While MacLeod’s setting may help in making the story more relatable for Vancouver audiences, it also puts a spotlight on a real-world issue that police face every day. In 2014 alone it was estimated that the Vancouver Police department made, on average, eight arrests per day under the Mental Health Act. Last year, an analysis by the Georgia Straight concluded that of the 99 police-involved deaths since 2007, “90 percent involved a mental-health component, substance abuse, or both.” Despite these troubling statistics, MacLeod takes a more balanced approach in The Valley.
“[MacLeod] doesn’t take a position either way,” says Parfitt when asked if the playwright takes a negative view of policing. “That is one of the beautiful things about how she has written the play; she doesn’t take a position, but what she does instead is give a full view on all the parts of the issue.”
Helping to highlight the mental-health issue from different perspectives, MacLeod presents her story by mirroring Connor’s very public breakdown with that of the police officer’s wife who is suffering from postpartum depression.
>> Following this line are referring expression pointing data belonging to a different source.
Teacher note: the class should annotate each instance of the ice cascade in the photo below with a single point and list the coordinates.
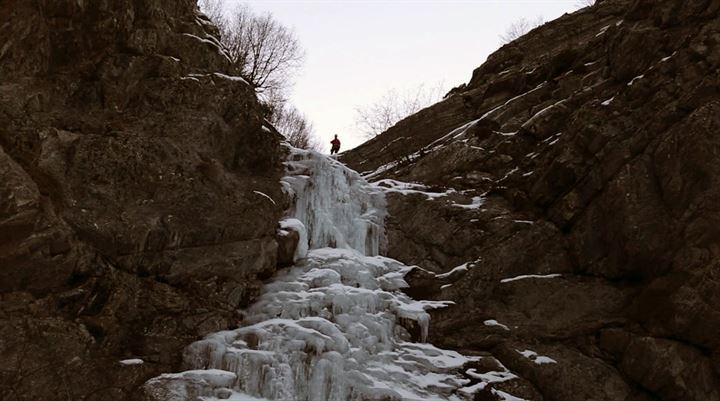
(338, 208)
(335, 326)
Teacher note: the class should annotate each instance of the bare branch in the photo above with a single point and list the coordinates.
(520, 28)
(393, 106)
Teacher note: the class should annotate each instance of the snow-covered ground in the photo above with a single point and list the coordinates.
(336, 326)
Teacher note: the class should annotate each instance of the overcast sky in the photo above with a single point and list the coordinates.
(357, 50)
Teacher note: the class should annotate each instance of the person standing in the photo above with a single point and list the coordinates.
(335, 146)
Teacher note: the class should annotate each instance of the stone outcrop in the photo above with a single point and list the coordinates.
(587, 149)
(139, 194)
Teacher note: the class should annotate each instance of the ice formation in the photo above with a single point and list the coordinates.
(337, 206)
(334, 327)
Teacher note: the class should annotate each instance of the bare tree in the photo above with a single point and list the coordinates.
(520, 28)
(393, 106)
(295, 127)
(266, 53)
(214, 10)
(584, 3)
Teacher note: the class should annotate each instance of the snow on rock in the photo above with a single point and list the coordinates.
(528, 276)
(632, 82)
(462, 268)
(476, 202)
(538, 359)
(493, 322)
(334, 327)
(129, 362)
(330, 329)
(337, 206)
(408, 188)
(290, 224)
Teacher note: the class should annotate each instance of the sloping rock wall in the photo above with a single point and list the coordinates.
(133, 173)
(588, 149)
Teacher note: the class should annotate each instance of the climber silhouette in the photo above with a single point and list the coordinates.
(335, 146)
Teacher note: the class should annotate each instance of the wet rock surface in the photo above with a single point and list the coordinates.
(135, 174)
(569, 204)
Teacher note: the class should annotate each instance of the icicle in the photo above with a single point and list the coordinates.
(335, 326)
(336, 205)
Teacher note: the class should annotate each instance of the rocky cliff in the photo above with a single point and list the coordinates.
(570, 192)
(139, 193)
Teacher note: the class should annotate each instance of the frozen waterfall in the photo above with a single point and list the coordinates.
(338, 208)
(336, 325)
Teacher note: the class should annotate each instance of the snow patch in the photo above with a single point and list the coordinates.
(530, 276)
(632, 82)
(493, 322)
(538, 359)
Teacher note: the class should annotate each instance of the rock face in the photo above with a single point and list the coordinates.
(587, 149)
(139, 193)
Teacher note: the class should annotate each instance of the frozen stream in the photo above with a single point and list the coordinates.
(336, 325)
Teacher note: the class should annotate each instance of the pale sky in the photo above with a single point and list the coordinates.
(357, 50)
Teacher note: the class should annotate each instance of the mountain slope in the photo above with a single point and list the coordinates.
(575, 183)
(135, 173)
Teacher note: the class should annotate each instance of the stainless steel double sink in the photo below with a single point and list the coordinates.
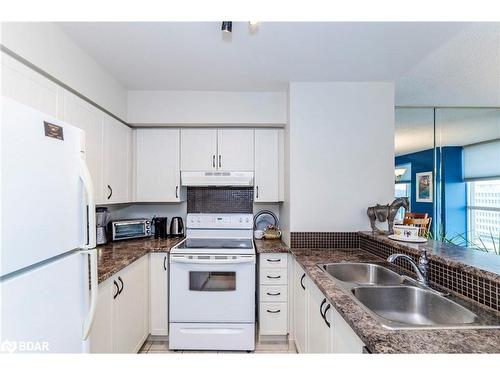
(399, 302)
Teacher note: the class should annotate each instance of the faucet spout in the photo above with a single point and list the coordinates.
(420, 269)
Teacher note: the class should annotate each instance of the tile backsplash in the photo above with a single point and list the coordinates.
(324, 239)
(220, 200)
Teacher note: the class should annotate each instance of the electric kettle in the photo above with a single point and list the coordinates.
(176, 227)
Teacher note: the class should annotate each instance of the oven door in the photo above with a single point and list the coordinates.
(212, 288)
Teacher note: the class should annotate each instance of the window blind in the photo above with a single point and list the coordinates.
(482, 160)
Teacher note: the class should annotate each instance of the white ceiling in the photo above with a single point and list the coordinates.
(463, 72)
(196, 56)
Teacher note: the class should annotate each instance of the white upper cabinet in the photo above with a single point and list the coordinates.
(217, 149)
(198, 149)
(235, 149)
(79, 113)
(29, 87)
(157, 165)
(117, 161)
(267, 176)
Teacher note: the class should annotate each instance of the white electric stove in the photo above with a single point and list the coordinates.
(212, 284)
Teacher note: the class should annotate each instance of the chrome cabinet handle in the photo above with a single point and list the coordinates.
(321, 308)
(324, 316)
(117, 289)
(121, 290)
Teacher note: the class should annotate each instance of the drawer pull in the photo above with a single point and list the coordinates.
(324, 316)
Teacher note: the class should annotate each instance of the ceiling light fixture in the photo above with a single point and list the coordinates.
(227, 26)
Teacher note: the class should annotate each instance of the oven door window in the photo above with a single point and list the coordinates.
(212, 281)
(129, 230)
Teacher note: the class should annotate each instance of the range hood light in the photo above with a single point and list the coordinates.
(227, 26)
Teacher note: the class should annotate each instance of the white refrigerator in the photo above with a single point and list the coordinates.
(48, 263)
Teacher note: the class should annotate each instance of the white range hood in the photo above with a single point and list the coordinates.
(216, 178)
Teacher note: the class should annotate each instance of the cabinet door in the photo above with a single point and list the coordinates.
(29, 87)
(343, 338)
(130, 308)
(101, 333)
(235, 149)
(198, 149)
(318, 332)
(157, 157)
(266, 186)
(117, 166)
(79, 113)
(300, 308)
(158, 285)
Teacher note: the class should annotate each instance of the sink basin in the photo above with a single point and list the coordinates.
(412, 307)
(362, 273)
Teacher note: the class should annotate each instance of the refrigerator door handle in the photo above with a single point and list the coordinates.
(89, 319)
(89, 188)
(89, 249)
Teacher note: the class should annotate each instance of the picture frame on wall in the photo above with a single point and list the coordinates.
(424, 187)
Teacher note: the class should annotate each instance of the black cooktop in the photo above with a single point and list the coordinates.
(216, 243)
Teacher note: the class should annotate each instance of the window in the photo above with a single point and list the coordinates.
(401, 189)
(483, 214)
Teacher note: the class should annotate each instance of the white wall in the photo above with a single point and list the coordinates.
(341, 150)
(45, 45)
(206, 107)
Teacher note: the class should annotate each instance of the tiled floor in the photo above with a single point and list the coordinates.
(160, 346)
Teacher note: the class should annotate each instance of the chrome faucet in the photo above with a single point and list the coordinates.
(420, 269)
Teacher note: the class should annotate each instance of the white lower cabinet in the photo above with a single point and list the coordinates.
(121, 322)
(299, 331)
(158, 287)
(317, 326)
(273, 294)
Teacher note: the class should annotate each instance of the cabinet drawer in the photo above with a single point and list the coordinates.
(273, 260)
(273, 293)
(273, 275)
(273, 318)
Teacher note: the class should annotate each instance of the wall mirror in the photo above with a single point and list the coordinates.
(447, 162)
In doing so, MacLeod allows for an exploration of mental illness that doesn’t differentiate.
“MacLeod looks at it in two different frames from two very different expressions of depression,” says Parfitt. “She’s also looking at it from the perspective of different socio-economic groups, where the teen comes from affluent family and other is more working class.”
While The Valley does focus on the two characters dealing with their own mental health issues, Parfitt says the real power comes from focusing on how those around them deal with it.
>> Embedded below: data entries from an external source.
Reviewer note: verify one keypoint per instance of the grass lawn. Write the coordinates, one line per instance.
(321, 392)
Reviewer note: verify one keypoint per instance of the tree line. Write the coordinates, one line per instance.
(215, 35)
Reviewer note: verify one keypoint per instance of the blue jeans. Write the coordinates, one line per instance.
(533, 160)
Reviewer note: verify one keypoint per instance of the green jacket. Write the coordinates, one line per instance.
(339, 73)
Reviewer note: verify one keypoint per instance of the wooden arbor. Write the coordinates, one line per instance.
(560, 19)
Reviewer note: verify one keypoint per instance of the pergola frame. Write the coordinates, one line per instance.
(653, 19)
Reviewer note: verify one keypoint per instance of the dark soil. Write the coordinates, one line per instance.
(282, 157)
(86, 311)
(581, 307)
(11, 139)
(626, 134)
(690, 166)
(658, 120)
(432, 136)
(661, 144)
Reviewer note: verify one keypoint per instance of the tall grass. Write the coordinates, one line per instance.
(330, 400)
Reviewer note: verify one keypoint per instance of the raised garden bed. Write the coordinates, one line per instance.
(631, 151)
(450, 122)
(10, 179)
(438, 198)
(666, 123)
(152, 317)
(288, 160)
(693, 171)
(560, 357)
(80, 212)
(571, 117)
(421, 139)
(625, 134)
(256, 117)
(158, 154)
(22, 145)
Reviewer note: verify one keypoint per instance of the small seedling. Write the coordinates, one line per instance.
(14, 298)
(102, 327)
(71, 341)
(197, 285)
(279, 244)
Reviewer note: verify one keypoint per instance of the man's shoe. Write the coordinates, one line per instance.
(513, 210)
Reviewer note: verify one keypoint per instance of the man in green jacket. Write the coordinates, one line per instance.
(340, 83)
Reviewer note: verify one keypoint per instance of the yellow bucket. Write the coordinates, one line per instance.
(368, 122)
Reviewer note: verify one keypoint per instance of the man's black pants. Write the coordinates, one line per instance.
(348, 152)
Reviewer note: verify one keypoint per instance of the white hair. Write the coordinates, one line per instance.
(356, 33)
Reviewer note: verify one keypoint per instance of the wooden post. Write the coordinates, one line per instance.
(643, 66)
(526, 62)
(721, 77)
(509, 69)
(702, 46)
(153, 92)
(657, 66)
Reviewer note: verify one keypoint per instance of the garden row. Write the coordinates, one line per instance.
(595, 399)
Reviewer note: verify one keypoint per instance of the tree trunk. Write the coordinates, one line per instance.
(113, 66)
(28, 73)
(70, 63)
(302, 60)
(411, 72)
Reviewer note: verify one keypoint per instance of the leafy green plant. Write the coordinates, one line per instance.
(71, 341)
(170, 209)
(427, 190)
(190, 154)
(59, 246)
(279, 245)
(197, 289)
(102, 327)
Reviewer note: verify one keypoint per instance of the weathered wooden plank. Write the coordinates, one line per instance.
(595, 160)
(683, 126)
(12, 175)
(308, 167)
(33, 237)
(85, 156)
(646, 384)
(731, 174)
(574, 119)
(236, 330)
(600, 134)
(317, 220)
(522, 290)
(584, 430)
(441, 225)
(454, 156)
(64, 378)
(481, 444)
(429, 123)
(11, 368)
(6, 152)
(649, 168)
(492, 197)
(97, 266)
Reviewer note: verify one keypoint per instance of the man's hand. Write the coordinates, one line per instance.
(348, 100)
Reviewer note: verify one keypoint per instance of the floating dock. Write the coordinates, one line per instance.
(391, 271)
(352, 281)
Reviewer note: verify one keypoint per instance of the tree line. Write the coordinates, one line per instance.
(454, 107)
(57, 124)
“It is challenging for everybody to understand and appreciate that it is not about just pulling yourself out and putting your best foot forward,” says Parfitt. “Mental illness and depression is as challenging for those people around them.”
“It looks at an issue through the lens of family – or in the case of The Valley, two families – and tries to figure out what makes these families, and all of us, connected,” says playwright Joan MacLeod.
For Parfitt that connection comes from a better understanding of the issues surrounding mental illness.
“The important thing about mental illness is that it largely misunderstood, and as a society we don’t talk about it enough,” she says. “People with mental illness tend to be ignored or misunderstood, and the beautiful thing about this play is while there is great love, care and respect from both families, a big part of it is in understanding that there is something wrong. That place of acceptance can allow for the healing, but it is getting to that point that is sometimes difficult.”